Prison reforms
In his first executive order on criminal justice, United States President Joe Biden addressed the thorny issue of private prisons.
Framing his January 25 order as part of a commitment to “racial equity”, the president wants to halt the renewal of widely reviled private prison contracts by the federal government. Biden proclaimed this as a “first step to stop corporations from profiting off incarceration”.
Reform groups like the American Civil Liberties Union (ACLU) praised Biden for pulling the plug on private prison contracts but argued that it fell short of his campaign promise. Ultimately, what is missing from the order may be as telling as what it contains.
The scope of Biden’s move for prisons is small. Private prisons hold only about 16 percent of the population in federal Bureau of Prisons (BOP) facilities and the BOP slice of the carceral pie is less than 10 percent of all those behind bars in the US. Even for this small sector of the prison population, the executive order does not address the issues of poor conditions and excessive violence that have repeatedly surfaced in research and court cases involving private prisons.
Most importantly, during a pandemic, halting the renewal of private prison contracts, some of which continue for up to nine more years, does nothing to reduce the spread of COVID-19 among jailed populations.
As of January 19, the Marshall Project reported 355,957 COVID-19 cases among people in prison, with a death count of 2,232. This is twice the death rate of the wider population.
Stopping the spread inside means releasing people. According to Johns Hopkins Bloomberg School of Public Health, prisons have an infection rate four times higher than the general population.
Jacob Kang-Brown, a senior research associate at the Vera Institute – the justice, policy and research centre which released a national census of prisons and jails this week, noted: “The efforts to reduce incarceration so far … have been inadequate, even though they have resulted in almost 300,000 fewer people behind bars.”

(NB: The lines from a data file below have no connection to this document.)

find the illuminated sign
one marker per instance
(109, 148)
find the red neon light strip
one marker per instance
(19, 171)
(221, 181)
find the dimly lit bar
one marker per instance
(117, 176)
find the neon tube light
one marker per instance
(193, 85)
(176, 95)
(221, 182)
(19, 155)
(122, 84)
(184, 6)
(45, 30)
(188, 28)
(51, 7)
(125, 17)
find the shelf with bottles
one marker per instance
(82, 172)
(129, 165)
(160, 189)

Biden’s policy skirts around other crucial issues as well, some of which his campaign platform on criminal justice highlighted.

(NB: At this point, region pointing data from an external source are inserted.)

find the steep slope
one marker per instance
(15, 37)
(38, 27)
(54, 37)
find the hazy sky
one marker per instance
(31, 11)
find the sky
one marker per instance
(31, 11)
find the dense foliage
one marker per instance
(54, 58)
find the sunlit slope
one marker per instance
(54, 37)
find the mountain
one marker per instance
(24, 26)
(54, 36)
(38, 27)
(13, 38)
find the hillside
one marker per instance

For example, Biden’s platform argued that the “federal government should not use private facilities for … detention of undocumented immigrants”. As in the private prison sector, the major players in immigration detention are the GEO Group and CoreCivic. For every 100 immigrants in detention, 32 are under GEO Group facilities, with 21 under CoreCivic.
Immigration detention has harboured one of the greatest travesties of the Trump presidency – the separation of immigrant children from their families. Although Biden promised to deal with this ‘moral failing’ on day one, so far no plan has been put in place to correct it.